Но он совладал с собой, улыбнулся, глянул на Морту и сплющился, словно вынули у него кишки. Жизнь-награда отчалила от пристани, ангел нагадил на плече и выпорхнул в окно, и снова в корчме, как и на всей земле, хозяйничала жизнь-кара, неприметная, мутная, как рассол, и вся в разрывах, как макитра.
— Куда ж оно девалось? — выплыло из сумрака сознания ружье и обволокло Ешуа тревогой. — Неужели Семен?
— Я пойду, хозяин, — сказала Морта. — Огурцы помою. — И показала на сложенную на столе горку.

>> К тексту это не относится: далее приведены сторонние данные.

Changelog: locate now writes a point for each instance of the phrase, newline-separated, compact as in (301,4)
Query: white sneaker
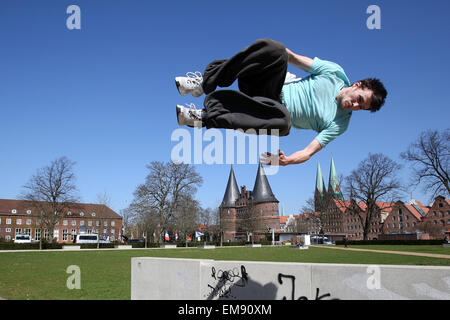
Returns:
(192,83)
(191,116)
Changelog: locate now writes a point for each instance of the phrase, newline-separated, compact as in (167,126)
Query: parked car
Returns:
(136,241)
(87,238)
(23,238)
(103,240)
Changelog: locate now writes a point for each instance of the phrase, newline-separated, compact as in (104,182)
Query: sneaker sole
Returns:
(178,115)
(183,93)
(178,88)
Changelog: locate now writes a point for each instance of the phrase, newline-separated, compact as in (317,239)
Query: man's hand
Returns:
(274,160)
(300,156)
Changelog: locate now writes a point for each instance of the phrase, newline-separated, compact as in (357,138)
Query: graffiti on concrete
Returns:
(292,281)
(236,284)
(226,280)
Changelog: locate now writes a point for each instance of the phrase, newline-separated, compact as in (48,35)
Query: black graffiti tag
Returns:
(292,278)
(226,280)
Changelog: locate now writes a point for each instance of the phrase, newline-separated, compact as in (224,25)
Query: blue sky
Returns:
(104,95)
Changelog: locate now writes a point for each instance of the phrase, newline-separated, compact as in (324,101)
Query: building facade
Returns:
(337,217)
(22,217)
(249,214)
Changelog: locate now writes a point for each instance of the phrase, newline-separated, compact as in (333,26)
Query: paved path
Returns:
(431,255)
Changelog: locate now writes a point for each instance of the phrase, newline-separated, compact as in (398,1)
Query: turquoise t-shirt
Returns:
(312,103)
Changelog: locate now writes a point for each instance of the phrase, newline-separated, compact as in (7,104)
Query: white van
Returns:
(87,238)
(23,238)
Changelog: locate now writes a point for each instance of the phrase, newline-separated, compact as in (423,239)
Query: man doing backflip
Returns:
(323,101)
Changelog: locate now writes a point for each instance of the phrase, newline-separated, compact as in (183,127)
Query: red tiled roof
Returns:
(413,210)
(22,206)
(283,219)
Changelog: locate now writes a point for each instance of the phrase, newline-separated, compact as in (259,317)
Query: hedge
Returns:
(390,242)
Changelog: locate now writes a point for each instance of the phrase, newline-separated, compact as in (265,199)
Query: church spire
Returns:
(231,192)
(333,183)
(319,192)
(320,184)
(262,191)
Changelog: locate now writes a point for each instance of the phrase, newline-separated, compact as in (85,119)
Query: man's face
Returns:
(355,98)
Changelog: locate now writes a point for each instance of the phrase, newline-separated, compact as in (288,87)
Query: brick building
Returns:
(21,217)
(438,217)
(338,217)
(405,217)
(249,213)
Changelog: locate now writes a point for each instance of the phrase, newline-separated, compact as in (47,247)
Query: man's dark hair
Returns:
(379,92)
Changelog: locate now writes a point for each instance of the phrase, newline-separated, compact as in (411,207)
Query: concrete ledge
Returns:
(168,246)
(123,246)
(195,279)
(71,247)
(206,247)
(300,247)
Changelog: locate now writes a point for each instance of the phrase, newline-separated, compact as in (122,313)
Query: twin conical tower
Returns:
(261,190)
(248,213)
(334,190)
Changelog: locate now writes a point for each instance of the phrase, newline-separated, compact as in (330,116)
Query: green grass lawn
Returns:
(106,274)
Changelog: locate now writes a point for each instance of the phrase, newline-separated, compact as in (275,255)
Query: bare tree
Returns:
(52,192)
(430,159)
(162,193)
(374,180)
(187,216)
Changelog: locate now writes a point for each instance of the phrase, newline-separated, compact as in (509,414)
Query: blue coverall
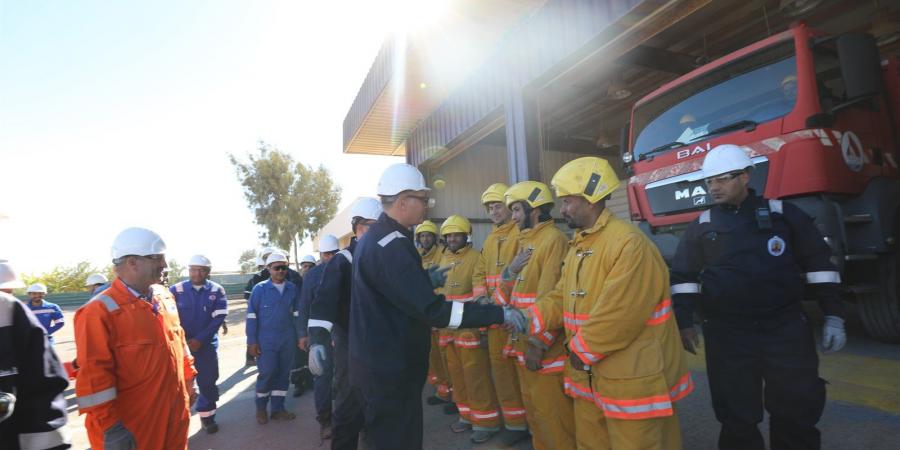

— Просил он у тебя ружье? — наседал на нее корчмарь. — Если вы не меня «пиф-паф», то кого?.. Кого?
— Никого.
— Так я тебе и поверил!
— Никого!.. — выкрикнула Морта и, оставив на столе горку огурцов, выбежала из корчмы.
Ешуа остался один.
С минуту он стоял неподвижно, как на похоронах, когда каждое движение причиняет боль, стоял, засунув в карманы жилета руки, тяжелые, как бы подкованные местечковым кузнецом — от греха он их, что ли, прятал? — и печаль безмерная, обескураживающая печаль морщила его чело и душу. Ну зачем он выгнал всех из корчмы? Всю жизнь не бунтовал и вдруг взбунтовался! Против кого? Против жалкого задрипанного мужичишки! Какой прок бунтовать против слабого?.. Как не хватало сейчас Ешуа для успокоения души их скабрезных шуток, и пакостного рокота, их косноязычного и удалого пения, когда они нестройно выводят про какую-нибудь рябину, или батюшку-Неман, или про дорогу и ямщика.
Бог создал всех трезвыми, но жить бок о бок надо не с ними, а с пьяными; каждый от чего-нибудь пьян: кто от водки, кто от корысти, кто от ненависти или гордыни.
Как посмотришь вокруг, как оглянешься — несть числа пьяным от смирения, их больше всех. Их тысячи тысяч… их миллионы… Он, Ешуа, — один из них, но, видит бог, не жалеет… даже радуется… Кто пьян от смирения, тот не прогадает, того от веры не отлучат, на каторгу не упекут… такой всегда добудет свой кусок хлеба… пусть в поте лица… пусть с ломотой в спине… Пей смирение с утра до вечера и детям наливай… и внукам… с колыбели… с пеленок… всасывай с молоком матери молоко смирения…
Если жизнь Ешуа не стала до сих пор наградой, то только потому, что он нет-нет да примешивал к смирению ненависть и бунтарство.
Разве не наливал он смирение Семену?
Наливал! Наливал!.. Полными кружками! Каждый божий день! По три раза, как лекарство.
Но Семен тайком выливал его под люльку, под кровать, под стол и вливал в кружку гордыню!..
А от гордыни не должно пьянеть, как не должно пьянеть от ненависти. Гордыня и ненависть — родные сестры, и жених у них один — зло.